- Theatrical poster
- Directed by: D. Djajakusuma
- Screenplay by: Asrul Sani
- Based on: Malin Kundang (folktale)
- Produced by: Elly Yunara
- Starring: Rano Karno; Putu Wijaya; Fifi Young;
- Cinematography: Kasdullah
- Edited by: Soemardjono
- Music by: Frans Haryadi
- Production company: Remadja Ellynda Film
- Release date: 1971 (Indonesia);
- Running time: 108 minutes
- Country: Indonesia
- Language: Indonesian

= Malin Kundang (film) =

Malin Kundang (Anak Durhaka) (literally Malin Kundang, the Unfaithful Child]) is a 1971 film directed by D. Djajakusuma and adapted by Asrul Sani from the folktale of the same name. It follows a young boy who forgets his roots after spending much of his childhood at sea. Starring Rano Karno, Putu Wijaya, and Fifi Young.

==Plot==
Malin (Rano Karno) is a young boy who lives in Sumatra with his mother (Fifi Young) and sister; his father had disappeared at sea several years earlier. When a group of pirates land at the village, Malin catches the eye of their leader, Nakoda Langkap, who takes the boy as his own. As they are leaving the village, they pass the ship of another pirate, the slaverunner Nakoda Hitam. Nakoda Langkap and his men take the ship, wounding (evil pirate captain) and freeing the slaves. One, a boy named Lalang, is orphaned when his mother is killed in the battle; Nakoda Langkap takes him in as a son too.

Nakoda Langkap raises the boys to be good sailors and respect others. He also honours his promise to Malin's mother, bringing the boys back to visit her after a hundred full moons have passed. The now-adult Malin (Putu Wijaya) is pleased to see his mother, promising that he would rather turn to stone than forget her, and Malin's sister falls for Lalang. As they leave the village, they once again run across Nakoda Hitam. In the ensuing battle, Nakoda Langkap is killed and Nakoda Hitam is captured. Malin, now the leader, promises to spare Nakoda Hitam in return for the location of his buried treasure. Upon receiving the information, Malin surrenders Nakoda Hitam to the police then smiles when the pirate is hanged.

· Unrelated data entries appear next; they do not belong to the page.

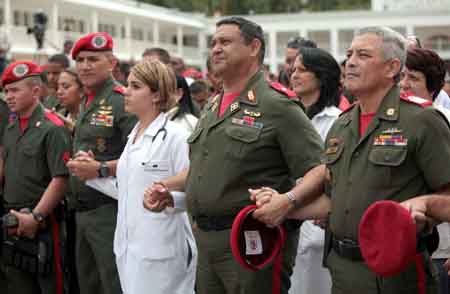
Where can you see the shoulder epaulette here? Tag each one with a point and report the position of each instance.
(119, 89)
(417, 100)
(53, 117)
(283, 89)
(350, 107)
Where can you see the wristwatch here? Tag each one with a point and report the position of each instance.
(38, 217)
(103, 171)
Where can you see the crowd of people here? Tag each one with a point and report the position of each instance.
(120, 178)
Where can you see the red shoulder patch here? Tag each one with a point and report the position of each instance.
(417, 100)
(119, 89)
(53, 117)
(283, 89)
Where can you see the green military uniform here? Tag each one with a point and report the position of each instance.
(404, 153)
(31, 159)
(262, 139)
(103, 127)
(4, 116)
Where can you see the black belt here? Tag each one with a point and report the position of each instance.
(347, 248)
(214, 223)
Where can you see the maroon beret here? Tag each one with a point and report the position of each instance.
(93, 42)
(253, 244)
(20, 70)
(387, 238)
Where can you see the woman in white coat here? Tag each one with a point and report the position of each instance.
(155, 251)
(316, 81)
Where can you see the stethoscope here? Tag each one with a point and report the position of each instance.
(162, 130)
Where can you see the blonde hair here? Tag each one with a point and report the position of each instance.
(159, 78)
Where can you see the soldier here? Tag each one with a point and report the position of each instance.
(250, 135)
(100, 135)
(36, 147)
(383, 148)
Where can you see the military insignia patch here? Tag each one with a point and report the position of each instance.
(247, 121)
(234, 106)
(251, 96)
(20, 70)
(390, 111)
(252, 113)
(390, 140)
(101, 144)
(98, 42)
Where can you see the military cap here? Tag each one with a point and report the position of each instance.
(100, 41)
(387, 238)
(20, 70)
(253, 244)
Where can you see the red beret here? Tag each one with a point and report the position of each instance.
(253, 244)
(93, 42)
(387, 238)
(20, 70)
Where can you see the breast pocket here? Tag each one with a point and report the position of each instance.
(242, 139)
(386, 161)
(332, 156)
(157, 169)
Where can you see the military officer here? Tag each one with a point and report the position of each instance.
(250, 135)
(36, 147)
(100, 135)
(383, 148)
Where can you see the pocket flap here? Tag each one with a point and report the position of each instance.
(388, 155)
(194, 136)
(243, 134)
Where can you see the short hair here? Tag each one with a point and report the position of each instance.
(298, 42)
(199, 86)
(327, 71)
(249, 31)
(162, 54)
(431, 65)
(159, 78)
(60, 59)
(394, 44)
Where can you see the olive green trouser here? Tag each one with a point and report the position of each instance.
(350, 277)
(96, 264)
(219, 273)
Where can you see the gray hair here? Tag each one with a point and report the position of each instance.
(394, 44)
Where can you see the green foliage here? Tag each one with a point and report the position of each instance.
(227, 7)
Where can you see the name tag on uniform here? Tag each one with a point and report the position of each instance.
(156, 166)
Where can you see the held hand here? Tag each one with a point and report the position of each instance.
(261, 196)
(274, 212)
(417, 208)
(84, 166)
(157, 198)
(28, 226)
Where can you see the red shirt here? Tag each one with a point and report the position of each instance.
(90, 96)
(227, 99)
(23, 123)
(364, 121)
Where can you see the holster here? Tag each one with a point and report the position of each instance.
(31, 255)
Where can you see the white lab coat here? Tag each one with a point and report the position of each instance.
(309, 276)
(152, 249)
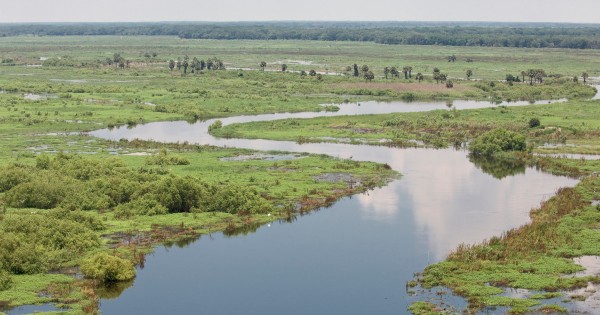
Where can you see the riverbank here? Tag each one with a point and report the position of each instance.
(124, 197)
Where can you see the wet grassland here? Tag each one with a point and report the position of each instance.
(78, 210)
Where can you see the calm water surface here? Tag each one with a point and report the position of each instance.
(352, 258)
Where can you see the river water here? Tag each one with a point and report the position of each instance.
(354, 257)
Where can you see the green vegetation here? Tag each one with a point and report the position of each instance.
(497, 141)
(398, 33)
(67, 198)
(107, 268)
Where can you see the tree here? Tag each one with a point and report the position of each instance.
(395, 73)
(419, 77)
(443, 77)
(186, 64)
(117, 58)
(531, 75)
(348, 70)
(436, 75)
(495, 141)
(364, 69)
(405, 71)
(196, 65)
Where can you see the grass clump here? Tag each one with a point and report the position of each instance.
(497, 141)
(107, 268)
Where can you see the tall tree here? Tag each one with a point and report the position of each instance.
(117, 58)
(405, 71)
(364, 69)
(394, 72)
(531, 74)
(436, 75)
(186, 64)
(419, 77)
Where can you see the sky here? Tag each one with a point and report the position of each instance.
(574, 11)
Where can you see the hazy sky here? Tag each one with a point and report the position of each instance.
(585, 11)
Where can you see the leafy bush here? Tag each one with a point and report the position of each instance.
(534, 122)
(5, 280)
(45, 191)
(107, 268)
(33, 243)
(216, 125)
(143, 206)
(234, 199)
(163, 158)
(11, 176)
(497, 140)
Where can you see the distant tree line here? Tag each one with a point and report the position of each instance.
(580, 36)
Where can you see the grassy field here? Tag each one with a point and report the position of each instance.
(488, 63)
(46, 108)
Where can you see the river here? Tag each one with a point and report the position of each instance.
(354, 257)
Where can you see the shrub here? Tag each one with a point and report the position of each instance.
(495, 141)
(534, 122)
(43, 192)
(216, 125)
(5, 280)
(107, 268)
(11, 176)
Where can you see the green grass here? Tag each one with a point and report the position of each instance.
(91, 96)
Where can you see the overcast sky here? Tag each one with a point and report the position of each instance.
(579, 11)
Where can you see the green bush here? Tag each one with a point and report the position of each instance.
(33, 243)
(11, 176)
(5, 280)
(534, 122)
(496, 141)
(45, 191)
(107, 268)
(144, 206)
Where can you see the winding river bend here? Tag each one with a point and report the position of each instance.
(352, 258)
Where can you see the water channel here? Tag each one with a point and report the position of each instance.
(354, 257)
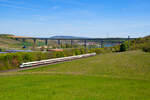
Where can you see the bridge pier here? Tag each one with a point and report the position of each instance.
(71, 43)
(102, 44)
(23, 40)
(85, 43)
(34, 40)
(46, 42)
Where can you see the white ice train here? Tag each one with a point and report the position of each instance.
(56, 60)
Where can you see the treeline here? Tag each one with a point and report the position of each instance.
(139, 43)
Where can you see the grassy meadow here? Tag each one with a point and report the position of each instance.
(113, 76)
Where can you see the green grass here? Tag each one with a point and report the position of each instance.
(114, 76)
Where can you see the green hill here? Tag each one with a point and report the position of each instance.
(113, 76)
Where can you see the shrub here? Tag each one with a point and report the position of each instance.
(123, 47)
(146, 47)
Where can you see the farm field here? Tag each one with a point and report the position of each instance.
(113, 76)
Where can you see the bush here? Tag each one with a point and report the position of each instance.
(146, 47)
(123, 47)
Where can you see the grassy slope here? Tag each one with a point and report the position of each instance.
(9, 43)
(119, 76)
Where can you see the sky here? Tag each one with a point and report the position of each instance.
(84, 18)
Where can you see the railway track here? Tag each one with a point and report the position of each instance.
(37, 64)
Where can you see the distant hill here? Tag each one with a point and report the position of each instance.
(66, 37)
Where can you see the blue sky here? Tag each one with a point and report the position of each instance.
(87, 18)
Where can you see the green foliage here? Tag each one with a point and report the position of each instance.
(123, 47)
(146, 47)
(101, 50)
(113, 76)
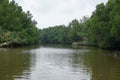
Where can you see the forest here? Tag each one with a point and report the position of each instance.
(16, 26)
(101, 29)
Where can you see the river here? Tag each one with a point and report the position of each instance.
(57, 62)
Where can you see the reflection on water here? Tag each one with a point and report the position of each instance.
(58, 63)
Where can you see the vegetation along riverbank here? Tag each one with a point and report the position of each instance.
(101, 29)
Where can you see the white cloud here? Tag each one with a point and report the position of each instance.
(55, 12)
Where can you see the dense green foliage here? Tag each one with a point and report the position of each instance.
(101, 29)
(16, 26)
(63, 34)
(57, 35)
(104, 25)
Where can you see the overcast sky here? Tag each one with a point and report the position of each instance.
(56, 12)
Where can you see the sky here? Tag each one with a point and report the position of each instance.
(57, 12)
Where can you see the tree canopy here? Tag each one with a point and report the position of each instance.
(16, 26)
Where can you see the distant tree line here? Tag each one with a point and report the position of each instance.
(101, 29)
(16, 26)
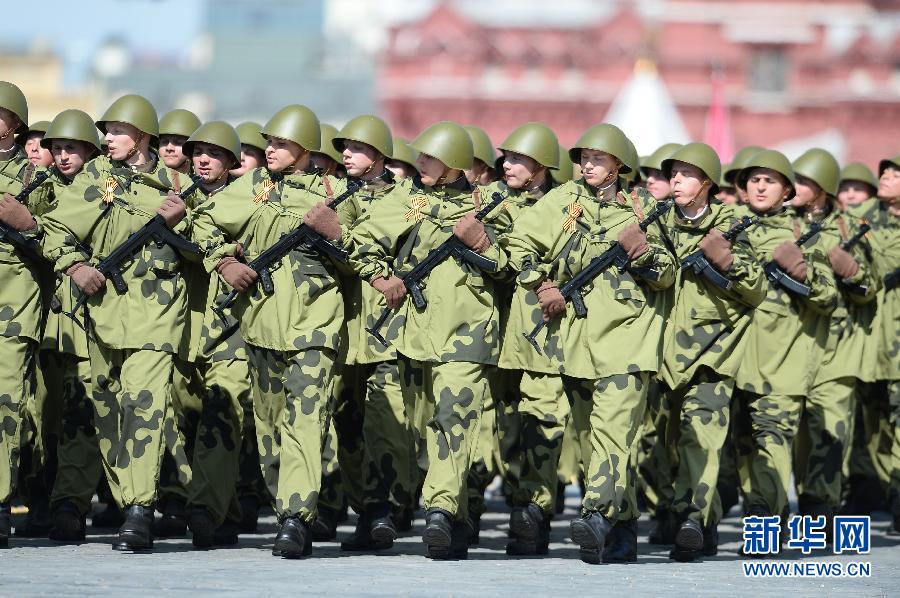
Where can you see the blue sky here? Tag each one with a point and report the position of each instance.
(74, 28)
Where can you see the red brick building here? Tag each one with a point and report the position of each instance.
(795, 72)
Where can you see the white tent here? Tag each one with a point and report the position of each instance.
(644, 110)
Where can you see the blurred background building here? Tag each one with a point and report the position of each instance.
(781, 73)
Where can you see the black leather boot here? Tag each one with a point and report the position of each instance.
(137, 531)
(621, 543)
(438, 533)
(68, 525)
(590, 533)
(294, 539)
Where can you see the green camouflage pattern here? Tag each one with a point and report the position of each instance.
(541, 246)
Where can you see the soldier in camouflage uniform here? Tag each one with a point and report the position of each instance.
(66, 408)
(783, 349)
(702, 349)
(444, 350)
(293, 335)
(135, 335)
(376, 447)
(20, 295)
(174, 129)
(825, 422)
(607, 390)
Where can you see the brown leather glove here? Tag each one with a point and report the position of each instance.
(392, 288)
(324, 221)
(634, 241)
(87, 278)
(552, 302)
(172, 210)
(471, 231)
(790, 257)
(239, 276)
(15, 214)
(843, 263)
(717, 250)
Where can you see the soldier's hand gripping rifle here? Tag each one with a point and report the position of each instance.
(776, 274)
(698, 262)
(855, 289)
(28, 248)
(451, 247)
(155, 230)
(614, 256)
(263, 263)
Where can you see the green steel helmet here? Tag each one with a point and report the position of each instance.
(12, 99)
(326, 146)
(295, 123)
(820, 167)
(249, 134)
(403, 152)
(655, 159)
(772, 160)
(72, 124)
(700, 155)
(481, 145)
(857, 171)
(610, 139)
(133, 110)
(179, 122)
(536, 141)
(740, 160)
(883, 165)
(448, 142)
(215, 132)
(565, 172)
(368, 129)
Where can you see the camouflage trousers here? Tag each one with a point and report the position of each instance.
(375, 446)
(290, 392)
(208, 411)
(17, 376)
(765, 428)
(822, 442)
(692, 426)
(132, 401)
(78, 465)
(447, 399)
(607, 413)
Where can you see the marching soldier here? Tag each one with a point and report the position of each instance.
(174, 129)
(20, 294)
(135, 335)
(292, 335)
(550, 243)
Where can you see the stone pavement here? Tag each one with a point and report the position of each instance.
(38, 567)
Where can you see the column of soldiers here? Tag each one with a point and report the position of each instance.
(200, 319)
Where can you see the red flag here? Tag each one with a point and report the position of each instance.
(718, 123)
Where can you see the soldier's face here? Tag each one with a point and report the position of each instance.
(401, 170)
(69, 156)
(210, 161)
(521, 171)
(251, 158)
(889, 184)
(657, 184)
(808, 193)
(430, 169)
(767, 190)
(690, 186)
(37, 155)
(360, 159)
(853, 193)
(282, 154)
(120, 139)
(598, 168)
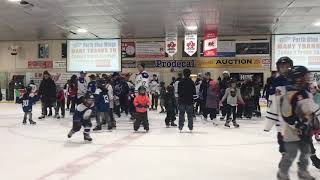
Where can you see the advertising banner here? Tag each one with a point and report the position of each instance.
(59, 78)
(175, 64)
(59, 64)
(129, 64)
(171, 43)
(128, 50)
(303, 49)
(40, 64)
(153, 49)
(232, 62)
(190, 43)
(210, 43)
(253, 48)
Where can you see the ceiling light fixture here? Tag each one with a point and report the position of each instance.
(316, 23)
(82, 30)
(191, 28)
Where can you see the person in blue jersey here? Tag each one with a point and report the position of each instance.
(273, 118)
(92, 85)
(300, 116)
(102, 104)
(27, 101)
(82, 116)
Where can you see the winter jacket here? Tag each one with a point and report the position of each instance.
(170, 101)
(298, 111)
(232, 100)
(82, 87)
(141, 103)
(212, 99)
(47, 91)
(142, 79)
(60, 96)
(154, 87)
(102, 102)
(186, 90)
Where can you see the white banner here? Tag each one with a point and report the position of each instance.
(59, 78)
(190, 43)
(150, 49)
(102, 55)
(59, 64)
(171, 43)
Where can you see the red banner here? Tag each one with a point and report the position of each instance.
(210, 43)
(40, 64)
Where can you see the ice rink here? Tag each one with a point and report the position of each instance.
(43, 152)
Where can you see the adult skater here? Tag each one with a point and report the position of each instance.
(47, 93)
(82, 87)
(186, 91)
(298, 110)
(284, 64)
(142, 78)
(224, 84)
(82, 116)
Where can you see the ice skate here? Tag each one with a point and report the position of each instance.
(97, 128)
(315, 161)
(173, 124)
(71, 132)
(305, 175)
(32, 122)
(87, 137)
(236, 125)
(227, 124)
(281, 176)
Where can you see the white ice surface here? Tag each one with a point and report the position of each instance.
(43, 152)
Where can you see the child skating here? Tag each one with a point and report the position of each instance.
(233, 96)
(142, 103)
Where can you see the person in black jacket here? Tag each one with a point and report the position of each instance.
(203, 92)
(170, 105)
(186, 91)
(47, 92)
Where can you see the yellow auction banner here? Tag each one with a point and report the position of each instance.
(234, 62)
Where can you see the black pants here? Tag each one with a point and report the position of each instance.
(68, 102)
(112, 118)
(154, 99)
(73, 104)
(141, 118)
(224, 109)
(211, 111)
(171, 116)
(281, 143)
(61, 106)
(231, 110)
(124, 104)
(46, 105)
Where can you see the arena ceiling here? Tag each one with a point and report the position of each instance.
(61, 19)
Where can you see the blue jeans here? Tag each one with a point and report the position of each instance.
(182, 110)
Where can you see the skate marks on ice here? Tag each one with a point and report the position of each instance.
(75, 167)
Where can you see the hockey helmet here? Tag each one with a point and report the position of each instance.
(284, 60)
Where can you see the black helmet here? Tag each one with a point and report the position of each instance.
(88, 99)
(142, 88)
(297, 72)
(284, 60)
(28, 89)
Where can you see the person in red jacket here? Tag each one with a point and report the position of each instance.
(60, 103)
(142, 103)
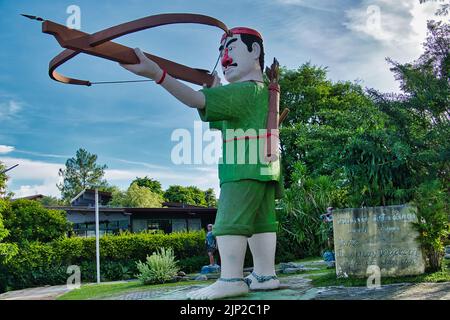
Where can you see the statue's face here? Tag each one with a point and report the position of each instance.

Malin turns out to be a cruel leader, drastically different than his adoptive father. While Lalang and the lieutenant look on, Malin follows one of Nakoda Hitam's men to his secret island refuge, where he kills all present – including women. Although Malin finds the treasure, including a golden throne, several of his men rise against him, including Lalang; they are banished to the sea in a small boat, eventually landing in Malin's village.

Several years later, Malin has become a rich man and is married to a Chinese princess. When they are sailing near the village, Malin's wife asks for coconut water and to stretch her legs; reluctantly they put ashore, where Malin is accosted by his mother and Lalang. When he denies that she is his mother, the villagers and Malin's men fight. As Malin and his wife escape, a storm breaks out and the ship collapses. The following morning, as Malin's mother weeps, they discover that Malin has become stone.

==Production==
Malin Kundang was written by Asrul Sani, who adapted a Minang folktale of the same name. However, the film changed several aspects of the folktale, such as the ending. In the original story, Malin had turned to stone after his mother cursed him; however, Sani considered it illogical for a Muslim mother to curse her son, no matter what his sins.

Funding for the film came from Elly Yunara, the wife of the recently decease film producer Djamaluddin Malik. Her production house, Remadja Ellynda Film, produced the film. It was directed by D. Djajakusuma, who had previously had experience in adapting part of the Mahābhārata in Bimo Kroda (1967). Cinematography was handled by Kasudllah, while editing was done by Soemardjono and music was supplied by Frans Haryadi.

Rano Karno, son of the actor Sukarno M. Noor, was cast as a young Malin. He attended the audition with his friend Itang Yunasz and, displeased with the changes to the story, blurted out "That's not how the story goes." Djajakusuma was impressed and immediately cast him; it was Karno's first film role. Putu Wijaya – better known for his work in theatre – was cast as the adult Malin. Fifi Young, who had been active in film since 1940, was chosen as Malin's mother.

==Release and reception==
Malin Kundang was released in 1971. The Indonesian film critic Salim Said wrote that the first portion of the story was well-done, considering Rano Karno perfect for young Malin and the story well put together. However, he considered the choice of Wijaya to be a poor one, as the actor did not resemble Rano Karno in the slightest.